3. Renégocier vos contrats d’énergie

Face à l’augmentation constante des charges de copropriété, il existe un moyen peu connu et pourtant redoutable de réduire la facture de gaz ou d’électricité de sa résidence: reprendre la main sur ses contrats d’énergie!

C’est ce que propose notamment des courtiers comme Be Energiz, start-up spécialisée dans le courtage énergétique et partenaire de la FNAIM du Grand Paris qui utilise à la fois le levier de la négociation avec les différents fournisseurs, mais aussi celui de la période de souscription.
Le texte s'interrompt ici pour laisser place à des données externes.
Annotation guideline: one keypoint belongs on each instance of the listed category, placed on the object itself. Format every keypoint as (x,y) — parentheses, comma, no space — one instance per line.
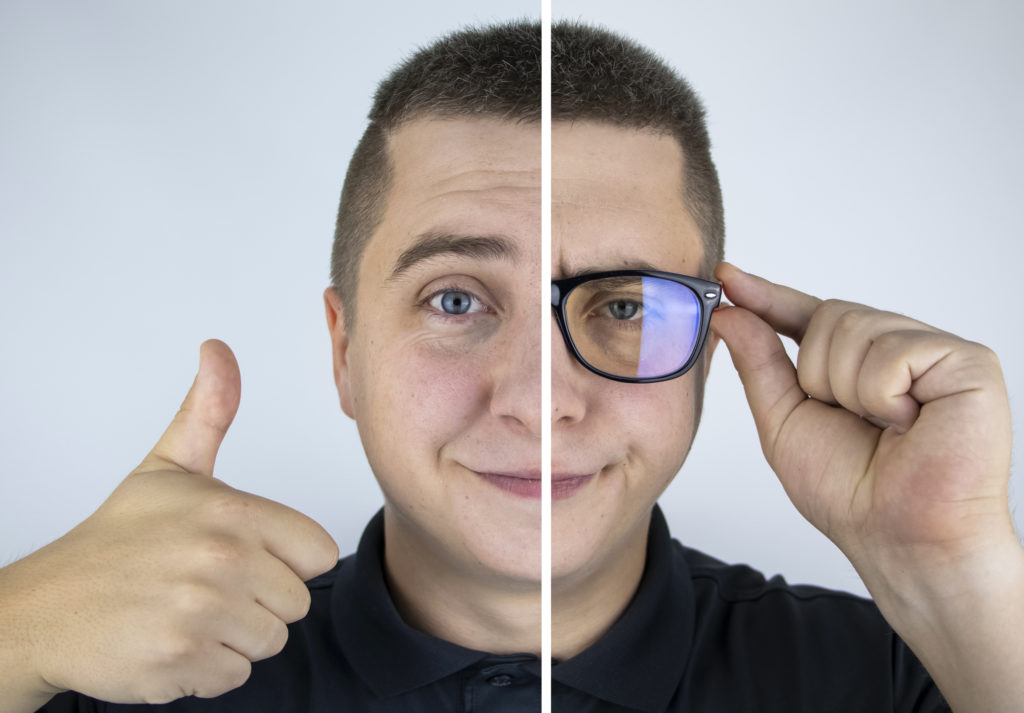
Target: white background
(169,174)
(867,151)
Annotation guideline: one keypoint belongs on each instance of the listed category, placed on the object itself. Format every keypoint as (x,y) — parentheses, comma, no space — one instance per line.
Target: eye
(456,302)
(624,308)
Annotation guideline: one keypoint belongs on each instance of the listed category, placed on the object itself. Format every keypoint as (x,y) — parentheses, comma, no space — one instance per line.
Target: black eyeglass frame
(709,294)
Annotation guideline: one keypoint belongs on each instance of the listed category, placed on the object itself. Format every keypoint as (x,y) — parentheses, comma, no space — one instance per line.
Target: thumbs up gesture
(177,582)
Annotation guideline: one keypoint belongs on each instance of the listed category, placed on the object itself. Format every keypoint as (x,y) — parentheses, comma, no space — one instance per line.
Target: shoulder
(796,643)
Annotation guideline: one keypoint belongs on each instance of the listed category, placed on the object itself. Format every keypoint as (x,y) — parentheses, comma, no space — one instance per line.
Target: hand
(891,436)
(177,582)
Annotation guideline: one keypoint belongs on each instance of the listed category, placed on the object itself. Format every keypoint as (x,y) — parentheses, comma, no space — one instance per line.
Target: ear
(339,348)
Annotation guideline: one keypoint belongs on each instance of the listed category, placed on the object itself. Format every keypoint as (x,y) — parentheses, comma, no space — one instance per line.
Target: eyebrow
(589,269)
(431,245)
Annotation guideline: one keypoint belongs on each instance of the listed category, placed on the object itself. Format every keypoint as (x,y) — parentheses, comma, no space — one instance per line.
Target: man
(438,321)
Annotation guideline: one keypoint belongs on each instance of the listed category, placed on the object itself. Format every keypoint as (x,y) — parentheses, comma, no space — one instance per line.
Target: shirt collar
(639,662)
(388,655)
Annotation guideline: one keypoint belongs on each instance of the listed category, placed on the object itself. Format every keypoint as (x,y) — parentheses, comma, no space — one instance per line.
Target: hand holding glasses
(637,326)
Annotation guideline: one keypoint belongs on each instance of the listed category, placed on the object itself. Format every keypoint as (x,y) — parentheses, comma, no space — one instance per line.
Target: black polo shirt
(698,636)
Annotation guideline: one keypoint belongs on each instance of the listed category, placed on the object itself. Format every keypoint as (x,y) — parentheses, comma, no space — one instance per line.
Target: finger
(251,630)
(768,376)
(835,346)
(787,310)
(192,441)
(217,670)
(824,366)
(886,379)
(279,589)
(296,540)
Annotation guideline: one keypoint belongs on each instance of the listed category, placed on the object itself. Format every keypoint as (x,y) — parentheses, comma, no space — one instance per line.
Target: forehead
(617,201)
(472,176)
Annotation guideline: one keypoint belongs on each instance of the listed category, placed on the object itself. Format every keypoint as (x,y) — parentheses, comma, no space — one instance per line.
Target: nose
(567,403)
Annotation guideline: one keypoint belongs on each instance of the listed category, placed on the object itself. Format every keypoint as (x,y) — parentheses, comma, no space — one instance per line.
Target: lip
(564,486)
(523,485)
(527,485)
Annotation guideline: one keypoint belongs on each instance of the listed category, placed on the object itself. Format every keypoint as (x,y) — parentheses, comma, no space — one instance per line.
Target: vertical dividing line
(546,355)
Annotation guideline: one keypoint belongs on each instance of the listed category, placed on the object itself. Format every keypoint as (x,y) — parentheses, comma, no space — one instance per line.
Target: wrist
(23,600)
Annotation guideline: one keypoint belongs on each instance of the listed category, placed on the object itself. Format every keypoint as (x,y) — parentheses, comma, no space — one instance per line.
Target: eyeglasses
(638,326)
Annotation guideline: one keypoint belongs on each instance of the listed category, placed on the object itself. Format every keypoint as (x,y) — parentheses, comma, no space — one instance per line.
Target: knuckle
(195,599)
(228,676)
(216,553)
(852,319)
(177,651)
(230,506)
(276,637)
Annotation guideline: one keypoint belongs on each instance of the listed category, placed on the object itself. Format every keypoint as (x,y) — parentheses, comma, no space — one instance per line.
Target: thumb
(768,376)
(190,443)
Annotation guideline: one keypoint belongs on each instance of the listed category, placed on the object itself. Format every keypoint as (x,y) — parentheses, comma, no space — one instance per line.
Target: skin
(615,203)
(129,619)
(890,435)
(462,554)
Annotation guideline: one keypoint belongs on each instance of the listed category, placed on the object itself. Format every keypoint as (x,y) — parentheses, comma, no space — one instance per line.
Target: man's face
(616,203)
(442,370)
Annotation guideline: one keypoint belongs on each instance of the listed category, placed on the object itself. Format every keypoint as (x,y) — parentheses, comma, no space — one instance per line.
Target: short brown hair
(491,72)
(495,72)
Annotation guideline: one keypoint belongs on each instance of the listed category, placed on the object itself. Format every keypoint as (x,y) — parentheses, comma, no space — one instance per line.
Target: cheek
(415,397)
(658,420)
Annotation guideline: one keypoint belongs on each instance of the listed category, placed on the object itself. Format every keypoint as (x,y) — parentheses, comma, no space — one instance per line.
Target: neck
(432,593)
(586,603)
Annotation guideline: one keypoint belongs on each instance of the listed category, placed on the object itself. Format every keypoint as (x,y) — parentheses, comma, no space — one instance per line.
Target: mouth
(527,485)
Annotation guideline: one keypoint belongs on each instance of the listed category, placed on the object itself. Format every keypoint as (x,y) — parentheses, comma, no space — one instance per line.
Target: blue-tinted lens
(634,327)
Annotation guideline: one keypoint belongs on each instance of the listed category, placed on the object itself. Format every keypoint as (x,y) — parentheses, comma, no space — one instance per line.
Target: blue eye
(456,302)
(624,308)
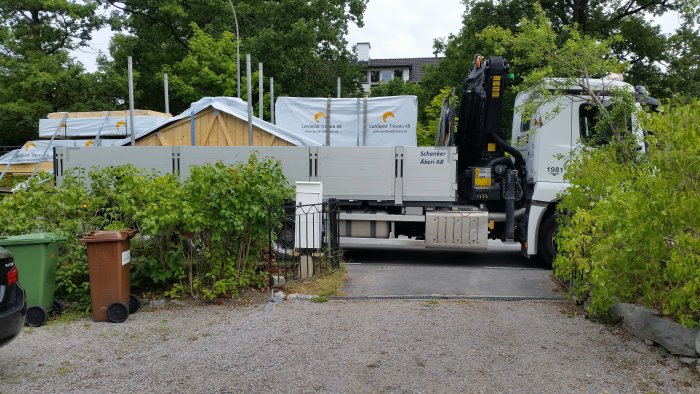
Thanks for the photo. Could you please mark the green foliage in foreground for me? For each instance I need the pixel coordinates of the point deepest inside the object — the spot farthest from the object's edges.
(631, 228)
(202, 238)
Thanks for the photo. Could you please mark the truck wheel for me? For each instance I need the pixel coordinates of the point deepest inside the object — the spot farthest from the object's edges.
(545, 245)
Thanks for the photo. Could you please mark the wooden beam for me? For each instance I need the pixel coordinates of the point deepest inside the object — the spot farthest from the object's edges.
(162, 140)
(225, 130)
(209, 128)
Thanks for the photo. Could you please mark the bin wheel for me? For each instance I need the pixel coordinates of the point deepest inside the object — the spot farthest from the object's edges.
(134, 303)
(36, 316)
(117, 312)
(57, 308)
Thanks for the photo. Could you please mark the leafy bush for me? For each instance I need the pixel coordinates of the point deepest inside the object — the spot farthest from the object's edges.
(631, 227)
(227, 209)
(202, 238)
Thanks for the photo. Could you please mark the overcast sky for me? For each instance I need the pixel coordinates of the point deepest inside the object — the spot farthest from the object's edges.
(394, 28)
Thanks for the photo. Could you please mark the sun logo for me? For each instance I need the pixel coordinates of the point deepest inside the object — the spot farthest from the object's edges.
(318, 116)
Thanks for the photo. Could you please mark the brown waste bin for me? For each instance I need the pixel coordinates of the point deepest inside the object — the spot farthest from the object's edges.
(109, 256)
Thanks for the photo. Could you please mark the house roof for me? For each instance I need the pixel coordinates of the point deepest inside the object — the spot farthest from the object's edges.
(234, 107)
(415, 64)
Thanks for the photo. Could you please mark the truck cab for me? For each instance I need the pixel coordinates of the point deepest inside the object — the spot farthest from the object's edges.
(546, 141)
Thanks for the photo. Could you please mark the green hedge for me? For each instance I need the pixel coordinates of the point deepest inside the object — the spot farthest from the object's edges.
(630, 223)
(203, 237)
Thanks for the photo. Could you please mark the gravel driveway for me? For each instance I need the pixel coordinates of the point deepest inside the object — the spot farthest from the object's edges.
(343, 346)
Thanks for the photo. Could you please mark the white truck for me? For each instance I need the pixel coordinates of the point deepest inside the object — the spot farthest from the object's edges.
(456, 196)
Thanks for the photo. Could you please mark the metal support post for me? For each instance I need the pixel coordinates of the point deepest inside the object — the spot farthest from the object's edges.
(250, 100)
(131, 101)
(165, 88)
(260, 92)
(272, 100)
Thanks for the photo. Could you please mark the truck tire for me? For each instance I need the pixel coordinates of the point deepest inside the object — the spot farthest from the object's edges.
(546, 247)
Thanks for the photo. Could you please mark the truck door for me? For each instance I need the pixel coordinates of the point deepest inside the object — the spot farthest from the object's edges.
(553, 139)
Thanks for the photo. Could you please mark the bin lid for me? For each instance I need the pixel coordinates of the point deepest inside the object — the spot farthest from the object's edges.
(108, 236)
(28, 239)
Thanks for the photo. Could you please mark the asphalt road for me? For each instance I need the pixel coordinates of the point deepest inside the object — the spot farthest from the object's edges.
(404, 271)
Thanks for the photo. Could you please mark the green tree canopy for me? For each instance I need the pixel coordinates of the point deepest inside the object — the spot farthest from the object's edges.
(644, 48)
(301, 43)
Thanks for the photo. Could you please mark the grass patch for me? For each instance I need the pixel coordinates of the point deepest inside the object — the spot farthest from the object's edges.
(325, 285)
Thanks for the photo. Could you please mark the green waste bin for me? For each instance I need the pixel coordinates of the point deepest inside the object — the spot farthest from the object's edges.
(35, 257)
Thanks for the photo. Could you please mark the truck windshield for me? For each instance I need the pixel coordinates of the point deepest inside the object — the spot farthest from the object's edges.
(588, 126)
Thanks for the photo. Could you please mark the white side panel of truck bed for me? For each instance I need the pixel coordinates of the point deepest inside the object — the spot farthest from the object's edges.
(295, 160)
(429, 174)
(365, 173)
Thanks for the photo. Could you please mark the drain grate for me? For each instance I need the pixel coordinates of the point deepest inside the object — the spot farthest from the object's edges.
(446, 297)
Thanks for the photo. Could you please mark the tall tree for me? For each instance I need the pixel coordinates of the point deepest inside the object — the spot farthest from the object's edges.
(301, 43)
(643, 46)
(37, 75)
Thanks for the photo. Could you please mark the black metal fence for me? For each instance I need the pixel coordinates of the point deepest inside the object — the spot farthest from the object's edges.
(305, 242)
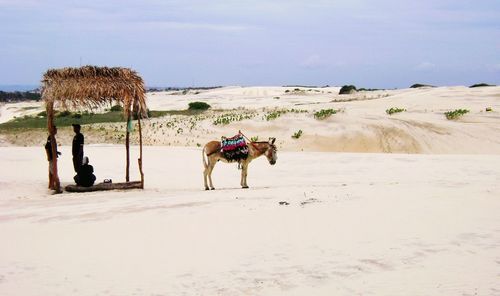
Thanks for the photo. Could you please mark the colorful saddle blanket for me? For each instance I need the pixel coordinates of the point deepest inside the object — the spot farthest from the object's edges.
(235, 148)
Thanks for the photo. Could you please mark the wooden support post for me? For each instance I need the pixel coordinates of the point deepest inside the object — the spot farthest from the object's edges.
(127, 146)
(140, 151)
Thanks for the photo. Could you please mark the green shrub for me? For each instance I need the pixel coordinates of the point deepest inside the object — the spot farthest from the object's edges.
(199, 106)
(455, 113)
(297, 134)
(394, 110)
(347, 89)
(63, 114)
(324, 113)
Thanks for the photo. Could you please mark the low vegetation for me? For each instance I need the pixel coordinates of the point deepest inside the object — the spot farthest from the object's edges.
(419, 85)
(394, 110)
(297, 134)
(324, 113)
(18, 96)
(227, 118)
(455, 113)
(198, 106)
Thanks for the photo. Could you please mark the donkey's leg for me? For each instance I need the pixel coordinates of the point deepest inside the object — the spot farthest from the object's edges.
(211, 165)
(244, 173)
(205, 176)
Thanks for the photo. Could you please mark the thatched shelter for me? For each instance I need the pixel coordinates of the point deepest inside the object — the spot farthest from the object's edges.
(91, 87)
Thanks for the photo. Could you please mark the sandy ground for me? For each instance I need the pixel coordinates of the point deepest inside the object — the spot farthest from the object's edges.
(355, 224)
(423, 222)
(361, 124)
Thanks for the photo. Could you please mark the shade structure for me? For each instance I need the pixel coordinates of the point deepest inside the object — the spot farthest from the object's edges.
(90, 87)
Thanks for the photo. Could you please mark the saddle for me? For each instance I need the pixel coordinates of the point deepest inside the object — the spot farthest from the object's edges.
(234, 148)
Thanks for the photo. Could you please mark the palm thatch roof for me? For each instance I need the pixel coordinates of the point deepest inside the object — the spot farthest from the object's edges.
(93, 87)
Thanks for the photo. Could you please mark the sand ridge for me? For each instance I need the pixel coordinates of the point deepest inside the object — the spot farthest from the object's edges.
(361, 124)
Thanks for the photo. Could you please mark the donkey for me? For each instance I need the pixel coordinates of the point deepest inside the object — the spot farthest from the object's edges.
(212, 153)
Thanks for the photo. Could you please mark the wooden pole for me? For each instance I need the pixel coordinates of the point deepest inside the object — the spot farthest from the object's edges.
(140, 151)
(127, 146)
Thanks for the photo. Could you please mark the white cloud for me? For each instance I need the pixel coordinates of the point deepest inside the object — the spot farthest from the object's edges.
(312, 61)
(425, 66)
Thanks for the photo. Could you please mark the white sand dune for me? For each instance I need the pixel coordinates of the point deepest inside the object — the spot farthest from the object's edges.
(317, 223)
(362, 124)
(355, 224)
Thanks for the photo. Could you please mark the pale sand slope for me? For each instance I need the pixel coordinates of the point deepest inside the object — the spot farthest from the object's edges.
(356, 224)
(362, 124)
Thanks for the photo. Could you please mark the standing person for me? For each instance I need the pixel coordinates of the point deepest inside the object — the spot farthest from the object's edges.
(48, 151)
(77, 148)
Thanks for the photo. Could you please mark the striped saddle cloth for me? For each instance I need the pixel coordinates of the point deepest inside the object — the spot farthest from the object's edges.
(235, 148)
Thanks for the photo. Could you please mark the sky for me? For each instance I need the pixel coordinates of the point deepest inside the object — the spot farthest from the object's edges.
(371, 44)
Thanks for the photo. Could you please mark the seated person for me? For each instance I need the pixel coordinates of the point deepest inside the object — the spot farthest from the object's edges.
(85, 176)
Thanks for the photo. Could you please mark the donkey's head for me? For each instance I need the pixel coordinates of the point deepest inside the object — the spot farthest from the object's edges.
(271, 152)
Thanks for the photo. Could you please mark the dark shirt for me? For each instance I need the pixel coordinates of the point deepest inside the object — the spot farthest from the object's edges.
(48, 148)
(77, 147)
(85, 176)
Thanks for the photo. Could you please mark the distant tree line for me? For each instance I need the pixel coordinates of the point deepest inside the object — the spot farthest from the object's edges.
(18, 96)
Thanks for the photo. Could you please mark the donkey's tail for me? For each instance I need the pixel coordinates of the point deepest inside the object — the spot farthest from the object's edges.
(204, 157)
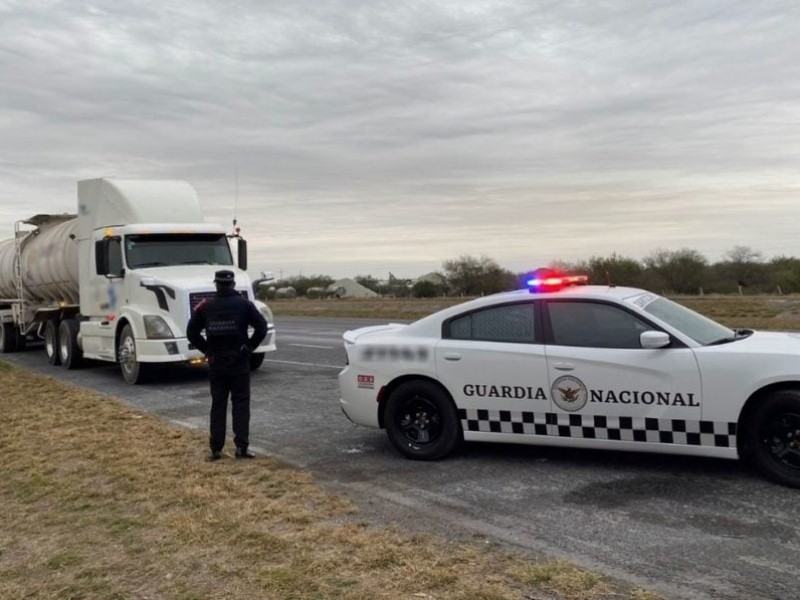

En anticipant le renouvellement en courbe basse et jusqu’à 18 mois en avance, le syndicat va assurer la maîtrise de son contrat, avec à la clé des économies de près de 30 %.

4. Digitaliser la communication

La meilleure façon de résoudre les incidents, c’est d’en parler! Pour cela ChouetteCopro a créé une plateforme collaborative entre les habitants, le syndic et les prestataires techniques. Pour que chacun puisse, selon son rôle, signaler un incident, mettre en place une intervention ou suivre la résolution du problème avec facilité. À la clé une communication digitalisée et des gains de temps et d’argent.

5. Comparer ses charges

Les copropriétés de moins de 50 lots ont l’obligation d’être immatriculées au registre national des copropriétés (registre-copropriétes.gouv.fr.).

Ces données servent à l’État, pour avoir une meilleure connaissance du parc de copropriétés en France ou mieux appréhender les processus de fragilisation des copropriétés.

Pour les particuliers, cela leur permet de comparer un certain nombre d’éléments, notamment le montant des charges payés.

Autre solution: Consulter le baromètre réalisé par le spécialiste du secteur MeilleureCopro, un classement inédit, réalisé à partir des données de 180000 immeubles dans 11 grandes villes.

6. Remplacer votre gardien par une « conciergerie »

Le salaire d’un gardien peut représenter plus de la moitié du budget d’un immeuble. En moyenne, un gardien employé à plein-temps revient, chaque année, à 40000 €. Mais à ce salaire stricto sensu viennent s’ajouter un grand nombre d’avantages en nature. Il y a, bien sûr, le logement (à Paris, une loge de 20 m2 pourrait se louer autour de 500 € par mois), mais pas seulement. En effet, traditionnellement, c’est la copropriété qui assume les frais d’électricité du gardien, son chauffage, ses factures d’eau, de téléphone ainsi que sa taxe d’habitation. Sans compter de nombreux frais induits: coût du remplacement pendant les congés ou les arrêts maladie, versement d’indemnités de départ en retraite, etc.

Dans certains immeubles neufs, on voit disparaitre le gardien traditionnel au profit de « conciergerie » sur le modèle de celles présentes dans les hôtels ou les résidences de luxe. Des start-up comme Bowie ou Urban Service se lance sur le créneau.